= AHL participation at the Spengler Cup =

Ice hockey team tournament participation

Ice hockey teams belonging to the American Hockey League have taken part at the Spengler Cup, an invitational annual international tournament held in Davos, Switzerland and televised across Europe, Canada and Asia. The Rochester Americans participated in the 1996 and 2013 editions of the tournament, placing third and exiting in the quarterfinal, respectively. Future participation of AHL teams has been publicly discussed by the tournament organizers, addressed in online petitions started by US-based hockey fans and directed at the Spengler Cup organizing committee (these petitions were in turn covered by Swiss media), and has been the subject of coverage in online ice hockey media where AHL executives have promoted the idea

There are numerous difficulties associated with Spengler Cup participation of American Hockey League teams: travel costs incurred by the tournament organizer, the tight scheduling of the AHL, the adjustment AHL teams face in playing on a larger international ice surface, as well as jet lag (due to the change in time zone associated with travel) and altitude changes (Davos is located at an altitude of 5120 feet- the closest AHL rink altitude is that of the Budweiser Events Center home of the Colorado Eagles at 4984 feet, in Loveland, Colorado.

== Rochester Americans at the 1996 Spengler Cup ==
The Rochester Americans made their Spengler Cup debut in 1996, starting against hosts HC Davos. Despite Scott Metcalfe scoring the opening goal of the tournament for the Amerks, they would end up losing the first game 9-2. This was followed by a 3-5 loss to Team Canada. The Amerks would only win from then on, defeating Leksands IF of the Swedish league and the Finnish league's Jokerit in a shoot-out for a third-place finish.

The 1996 Rochester entry was notable for the fact that the Buffalo Sabres did not allow goaltender Steve Shields (who was under contract to the Sabres but playing for Rochester) to accompany the Amerks. This was due to worries about there not being enough goaltenders available to play for the Sabres in the NHL. In the estimation of the Sabres organization there would have been great difficulty in flying a player back from Switzerland on a moment's notice. Kevin Weekes of the Florida Panthers would join the Amerks for the tournament as a replacement for Shields.

== The Amerks at the 2013 Spengler Cup ==
On April 19, 2013, the second participation of the Rochester Americans was announced on the NHL website. Previously, in late 2012, Swiss media had reported that negotiations between the Spengler Cup organizing committee (Fredi Pargätzi and the Chairman of HC Davos, Gaudenz Domenig) and the AHL executive team were taking place in New York.

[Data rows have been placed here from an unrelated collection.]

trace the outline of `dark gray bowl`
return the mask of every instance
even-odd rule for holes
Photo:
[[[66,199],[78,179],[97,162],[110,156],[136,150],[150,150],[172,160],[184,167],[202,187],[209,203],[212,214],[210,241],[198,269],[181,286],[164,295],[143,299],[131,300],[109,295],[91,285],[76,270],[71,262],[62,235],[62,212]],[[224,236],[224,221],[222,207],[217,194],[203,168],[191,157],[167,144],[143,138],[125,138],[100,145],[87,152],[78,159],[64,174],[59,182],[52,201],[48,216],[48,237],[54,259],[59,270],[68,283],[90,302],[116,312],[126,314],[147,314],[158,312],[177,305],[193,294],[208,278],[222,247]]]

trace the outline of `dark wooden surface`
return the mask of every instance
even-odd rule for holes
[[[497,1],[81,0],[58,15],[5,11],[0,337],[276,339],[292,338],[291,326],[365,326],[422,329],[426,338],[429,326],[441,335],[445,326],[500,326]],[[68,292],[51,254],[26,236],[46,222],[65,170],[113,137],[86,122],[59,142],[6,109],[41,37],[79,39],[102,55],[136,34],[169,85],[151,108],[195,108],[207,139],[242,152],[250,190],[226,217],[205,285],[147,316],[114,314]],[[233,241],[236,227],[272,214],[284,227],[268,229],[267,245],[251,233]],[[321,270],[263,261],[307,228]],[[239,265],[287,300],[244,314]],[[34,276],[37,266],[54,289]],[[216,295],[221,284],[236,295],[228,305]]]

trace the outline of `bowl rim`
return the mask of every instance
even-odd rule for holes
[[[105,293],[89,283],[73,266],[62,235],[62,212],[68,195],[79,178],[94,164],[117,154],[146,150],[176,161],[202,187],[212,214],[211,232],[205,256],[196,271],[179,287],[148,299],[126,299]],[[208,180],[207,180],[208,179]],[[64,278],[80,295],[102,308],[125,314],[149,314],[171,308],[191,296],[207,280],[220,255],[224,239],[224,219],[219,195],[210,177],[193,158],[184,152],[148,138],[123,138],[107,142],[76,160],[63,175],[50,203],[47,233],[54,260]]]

The Amerks would enter the tournament missing two key players, Michael Zigomanis and Jamie Tardif, due to injury. Combined with the fact that several other leading players (such as captain Matt Ellis) were called up to play for the Sabres, this left the Amerks with inexperienced and young offensive lines

Rochester lost their opening game to Swiss club HC Geneve-Servette with 5-0. Two Amerks players incurred game misconduct ejections, Luke Adam for a check to the head of Kaspars Daugavins, and Frederick Roy for attacking Servette's Cody Almond. The Amerks then lost 4-3 to the KHL's CSKA Moscow, with Phil Varone and Luke Adam contributing goals. Their fate was sealed in the quarterfinal against Team Canada, where despite a strong second period with goals by Alex Hutchings, Daniel Catenacci and Joel Armia, they would lose 6-3.

== The Future ==
The notion of another AHL entry to the Spengler Cup has been discussed by Swiss sports commentators on the basis of the AHL being an integral representative of North American hockey culture. One Swiss commentator, Rainer Maria Salzgeber, also pointed out in an interview that considering the low probability of an NHL team playing at the Spengler Cup, the AHL is the next best thing, together with Team Canada, which is composed of Canadians playing for European clubs, in terms of bringing North American-style hockey to Davos. Then-AHL president David Andrews stated in 2018 that the Spengler Cup is "an opportunity to do something really special for...players" and that “It is a really unique experience for a player "

An alternative proposed by Spengler Cup organizing committee Chairman Marc Gianola after the tournament's 2022 edition is to invite an NCAA team, due to the NCAA's less grueling schedule.